If you asked members of violent extremist groups why they initially joined, you might expect them to say they identify with white supremacist beliefs. However, Michael Kimmel, the executive director of SUNY Stony Brook's Center for the Study of Men and Masculinities, interviewed more than 75 former extremists for his latest book Healing from Hate: How Young Men Get Into—and Out of—Violent Extremism, and their answers weren’t that simple. Kimmel noticed a common theme, whether he was talking to neo-Nazis, ex-jihadists, or other far-right extremists: "They don’t get in because they have racist ideas. They get racist ideas because they get in."
While researching Healing from Hate, Kimmel found that many young men are drawn to hate groups for reasons that have nothing whatsoever to do with ideology. "It has to do with the idea of brotherhood, camaraderie, connection, community—people who validate your masculinity." The hate comes in when the “brothers” start saying things like, “Not only are you awesome, but you have a sacred mission of preserving the white race.” Violent extremist groups often intentionally target kids who feel emasculated. Kimmel says, “When they go into high schools, they know how to identify the kids that might eventually be one of them." A teen that doesn’t fit in, and has been bullied at school or abused at home, is furious with the world. The hate group not only offers him a place to belong, it channels his anger and gives him a sense of power. Kimmel says, “A lot of these guys told me stories about when they were adolescents. They were filled with rage. They didn’t know who to hate, who to be angry at, but they knew they were angry. This was a way to express that.”
A lot of these guys told me stories about when they were adolescents. They were filled with rage. They didn’t know who to hate, who to be angry at, but they knew they were angry. This was a way to express that.
Hasselbach is the founder of EXIT Deutschland, an organization that helps other people leave the Nazi movement and build new lives for themselves. Getting out of an extremist group is a complicated process, because the groups often retaliate against members who try to leave with death threats and physical attacks. Their closest allies become their worst enemies. Kimmel says, “If you want to help these guys get out, you can’t just say, ‘By the way, your ideology is wrong’ or ‘Your interpretation of Mein Kampf is wrong,’ because that won’t resonate at all. These guys are in it for the emotional experience of connectedness, and if you don’t minister to that, you won’t really be able to help them get out.” The support groups he focuses on in Healing from Hate, including Life After Hate in the United States, are all run by “formers” like Hasselbach. Since they’ve been in the movement themselves, they understand that if a sense of brotherhood and camaraderie is part of why people join—and remain in—hate groups, exit organizations have to be able to offer them those same kinds of connections outside the movement.
Kimmel has written several books on men and masculinity, and while writing his previous one, Angry White Men: American Masculinity at the End of an Era, he noticed that when men feel that their place in society is threatened, they may feel a sense of what he refers to as “aggrieved entitlement.” Healing from Hate grew out of his interest in the connections between masculinity and violence.
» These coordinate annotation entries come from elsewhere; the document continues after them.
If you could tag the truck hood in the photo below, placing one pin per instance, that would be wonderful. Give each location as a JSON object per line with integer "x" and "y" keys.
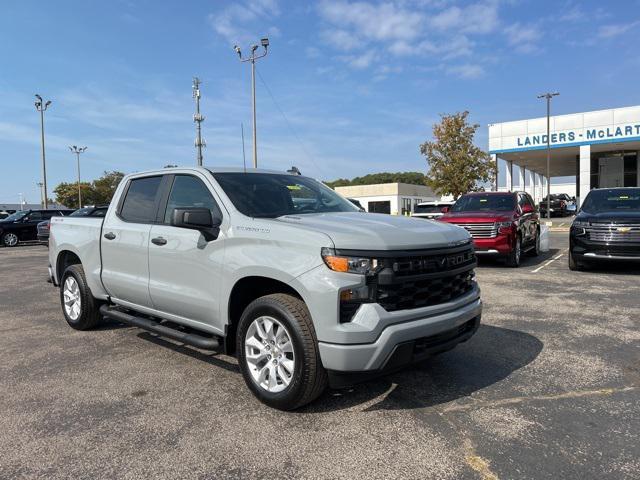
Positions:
{"x": 377, "y": 231}
{"x": 471, "y": 217}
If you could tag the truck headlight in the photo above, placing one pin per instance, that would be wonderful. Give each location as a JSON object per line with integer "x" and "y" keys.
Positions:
{"x": 347, "y": 264}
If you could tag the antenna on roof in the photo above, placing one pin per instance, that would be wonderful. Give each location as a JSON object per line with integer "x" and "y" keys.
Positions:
{"x": 244, "y": 157}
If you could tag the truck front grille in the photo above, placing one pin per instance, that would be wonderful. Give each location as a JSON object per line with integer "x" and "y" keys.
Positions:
{"x": 614, "y": 233}
{"x": 423, "y": 293}
{"x": 481, "y": 229}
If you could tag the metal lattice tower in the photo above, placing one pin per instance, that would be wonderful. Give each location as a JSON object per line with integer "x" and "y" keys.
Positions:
{"x": 198, "y": 118}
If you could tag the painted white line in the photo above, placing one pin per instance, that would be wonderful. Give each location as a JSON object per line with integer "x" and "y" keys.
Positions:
{"x": 547, "y": 263}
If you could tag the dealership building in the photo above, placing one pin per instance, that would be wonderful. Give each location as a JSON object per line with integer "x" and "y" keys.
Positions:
{"x": 600, "y": 148}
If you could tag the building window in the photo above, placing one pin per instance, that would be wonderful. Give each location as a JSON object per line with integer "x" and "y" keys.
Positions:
{"x": 406, "y": 206}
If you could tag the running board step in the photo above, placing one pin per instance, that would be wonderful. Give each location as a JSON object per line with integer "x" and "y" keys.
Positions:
{"x": 193, "y": 339}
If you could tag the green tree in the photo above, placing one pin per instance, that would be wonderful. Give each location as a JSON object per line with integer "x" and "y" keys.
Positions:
{"x": 456, "y": 165}
{"x": 97, "y": 192}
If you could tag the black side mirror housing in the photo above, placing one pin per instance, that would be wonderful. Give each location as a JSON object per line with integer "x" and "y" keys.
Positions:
{"x": 199, "y": 219}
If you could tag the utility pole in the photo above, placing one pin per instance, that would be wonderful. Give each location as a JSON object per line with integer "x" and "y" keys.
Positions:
{"x": 198, "y": 118}
{"x": 548, "y": 96}
{"x": 40, "y": 185}
{"x": 252, "y": 58}
{"x": 41, "y": 106}
{"x": 78, "y": 151}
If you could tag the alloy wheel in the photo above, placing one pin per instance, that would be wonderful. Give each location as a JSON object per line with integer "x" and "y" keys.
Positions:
{"x": 72, "y": 301}
{"x": 269, "y": 354}
{"x": 10, "y": 239}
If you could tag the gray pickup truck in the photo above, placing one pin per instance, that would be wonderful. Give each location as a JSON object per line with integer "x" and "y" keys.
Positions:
{"x": 304, "y": 288}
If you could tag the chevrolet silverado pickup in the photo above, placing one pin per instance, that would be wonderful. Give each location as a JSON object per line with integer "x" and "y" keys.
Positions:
{"x": 305, "y": 289}
{"x": 503, "y": 224}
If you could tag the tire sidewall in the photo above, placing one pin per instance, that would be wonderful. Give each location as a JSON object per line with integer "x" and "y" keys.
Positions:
{"x": 271, "y": 308}
{"x": 82, "y": 318}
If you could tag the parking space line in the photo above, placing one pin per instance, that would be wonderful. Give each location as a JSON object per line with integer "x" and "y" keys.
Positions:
{"x": 549, "y": 262}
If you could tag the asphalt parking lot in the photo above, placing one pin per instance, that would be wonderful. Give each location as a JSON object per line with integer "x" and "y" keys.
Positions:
{"x": 549, "y": 387}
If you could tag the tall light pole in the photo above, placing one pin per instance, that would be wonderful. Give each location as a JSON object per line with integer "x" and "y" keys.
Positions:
{"x": 42, "y": 106}
{"x": 548, "y": 96}
{"x": 252, "y": 58}
{"x": 78, "y": 151}
{"x": 198, "y": 118}
{"x": 40, "y": 185}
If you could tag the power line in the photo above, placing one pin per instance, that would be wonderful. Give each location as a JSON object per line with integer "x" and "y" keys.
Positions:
{"x": 291, "y": 129}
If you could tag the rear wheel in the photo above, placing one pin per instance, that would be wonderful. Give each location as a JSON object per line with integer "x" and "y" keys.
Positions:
{"x": 9, "y": 239}
{"x": 513, "y": 260}
{"x": 278, "y": 352}
{"x": 80, "y": 309}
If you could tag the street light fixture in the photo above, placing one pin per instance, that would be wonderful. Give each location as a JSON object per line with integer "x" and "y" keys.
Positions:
{"x": 78, "y": 151}
{"x": 252, "y": 58}
{"x": 41, "y": 106}
{"x": 548, "y": 96}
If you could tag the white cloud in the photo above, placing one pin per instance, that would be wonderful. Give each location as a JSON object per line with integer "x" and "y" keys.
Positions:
{"x": 237, "y": 22}
{"x": 523, "y": 38}
{"x": 466, "y": 71}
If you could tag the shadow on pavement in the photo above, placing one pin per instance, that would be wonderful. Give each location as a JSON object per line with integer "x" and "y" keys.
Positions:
{"x": 496, "y": 261}
{"x": 490, "y": 356}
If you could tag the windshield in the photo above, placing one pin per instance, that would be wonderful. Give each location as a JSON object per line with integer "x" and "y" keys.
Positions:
{"x": 16, "y": 216}
{"x": 428, "y": 208}
{"x": 484, "y": 203}
{"x": 269, "y": 195}
{"x": 627, "y": 199}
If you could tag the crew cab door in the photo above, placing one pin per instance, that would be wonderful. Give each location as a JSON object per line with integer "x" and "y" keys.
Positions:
{"x": 125, "y": 241}
{"x": 184, "y": 268}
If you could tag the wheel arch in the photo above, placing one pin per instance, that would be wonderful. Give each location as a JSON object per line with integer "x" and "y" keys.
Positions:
{"x": 245, "y": 291}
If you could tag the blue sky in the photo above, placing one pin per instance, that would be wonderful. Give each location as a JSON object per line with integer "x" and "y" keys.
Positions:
{"x": 360, "y": 83}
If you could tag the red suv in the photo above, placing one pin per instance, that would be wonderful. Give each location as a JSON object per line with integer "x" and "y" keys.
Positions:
{"x": 501, "y": 223}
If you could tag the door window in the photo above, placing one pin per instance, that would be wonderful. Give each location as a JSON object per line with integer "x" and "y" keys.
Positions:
{"x": 140, "y": 202}
{"x": 190, "y": 192}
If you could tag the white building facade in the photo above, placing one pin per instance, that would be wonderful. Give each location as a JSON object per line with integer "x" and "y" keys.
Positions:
{"x": 600, "y": 148}
{"x": 391, "y": 198}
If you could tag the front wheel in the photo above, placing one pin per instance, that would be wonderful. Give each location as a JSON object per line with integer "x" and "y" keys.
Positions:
{"x": 80, "y": 309}
{"x": 278, "y": 352}
{"x": 513, "y": 260}
{"x": 9, "y": 239}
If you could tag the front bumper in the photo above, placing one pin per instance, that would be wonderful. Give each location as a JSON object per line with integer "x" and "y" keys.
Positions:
{"x": 412, "y": 327}
{"x": 500, "y": 245}
{"x": 583, "y": 248}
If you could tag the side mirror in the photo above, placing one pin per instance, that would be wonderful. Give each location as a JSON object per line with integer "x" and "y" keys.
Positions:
{"x": 197, "y": 219}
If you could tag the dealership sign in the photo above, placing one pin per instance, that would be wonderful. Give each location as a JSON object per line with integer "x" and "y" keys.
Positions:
{"x": 582, "y": 135}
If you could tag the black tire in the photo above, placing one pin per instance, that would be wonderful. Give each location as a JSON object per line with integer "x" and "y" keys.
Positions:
{"x": 309, "y": 378}
{"x": 535, "y": 251}
{"x": 513, "y": 259}
{"x": 574, "y": 265}
{"x": 9, "y": 239}
{"x": 89, "y": 316}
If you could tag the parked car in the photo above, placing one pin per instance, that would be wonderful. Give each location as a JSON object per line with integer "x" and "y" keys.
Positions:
{"x": 607, "y": 227}
{"x": 558, "y": 205}
{"x": 504, "y": 224}
{"x": 91, "y": 211}
{"x": 431, "y": 210}
{"x": 305, "y": 294}
{"x": 22, "y": 226}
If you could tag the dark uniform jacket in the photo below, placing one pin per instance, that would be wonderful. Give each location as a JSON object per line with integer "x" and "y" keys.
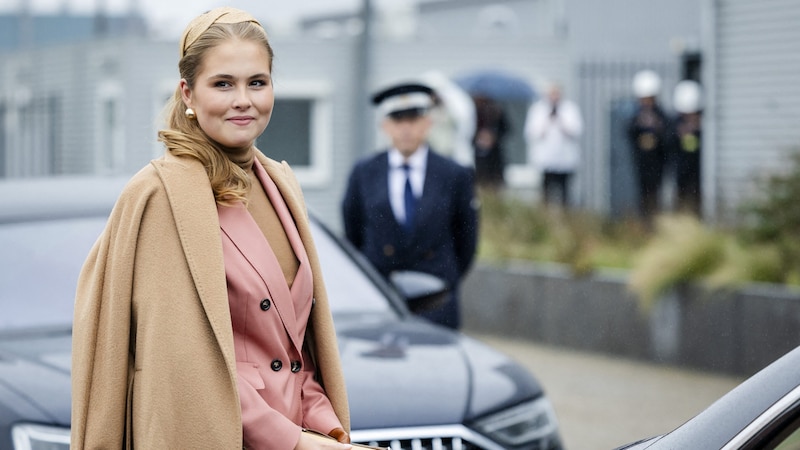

His emphasis on gender is intentional. While women join hate groups, too, they do so in much smaller numbers. Kimmel says, “EXIT in Sweden has had about 900 people go through their program, and of the 900, about 20 or 30 have been women.” He says this disparity can be explained by comparing the rules of femininity and masculinity. “If you’re a girl and you’re angry, what girls often do with that anger is they turn it inward.” Men, on the other hand, often want to be feared, because they mistake fear for respect.
Let me be very, very clear. I do not believe that by understanding gender you will understand the emergence and growth of white nationalist groups, but I think without gender, you can’t understand it.
Life After Hate, a nonprofit organization that helps people leave violent far-right extremist movements behind, received a $400,000 grant from the U.S. Department of Homeland Security’s Countering Violent Extremism program in 2016. In June 2017, the Trump administration canceled the grant, because they didn’t consider domestic terrorism a serious threat. Kimmel says that after Life After Hate lost the grant, they raised $800,000 in a matter of weeks. While the government didn’t support them, the general public did.
“People really do want to be able to support a group of formers helping other guys get out. That is such an amazing idea,” says Kimmel. He believes Healing from Hate is the most hopeful book he’s ever written. “These guys have been to the darkest place you can imagine, and they got out. Everyone had written them off except themselves, except each other.” It was the sense of support and community that initially drew them to extremism, and building new support systems may be the only way they can set themselves free.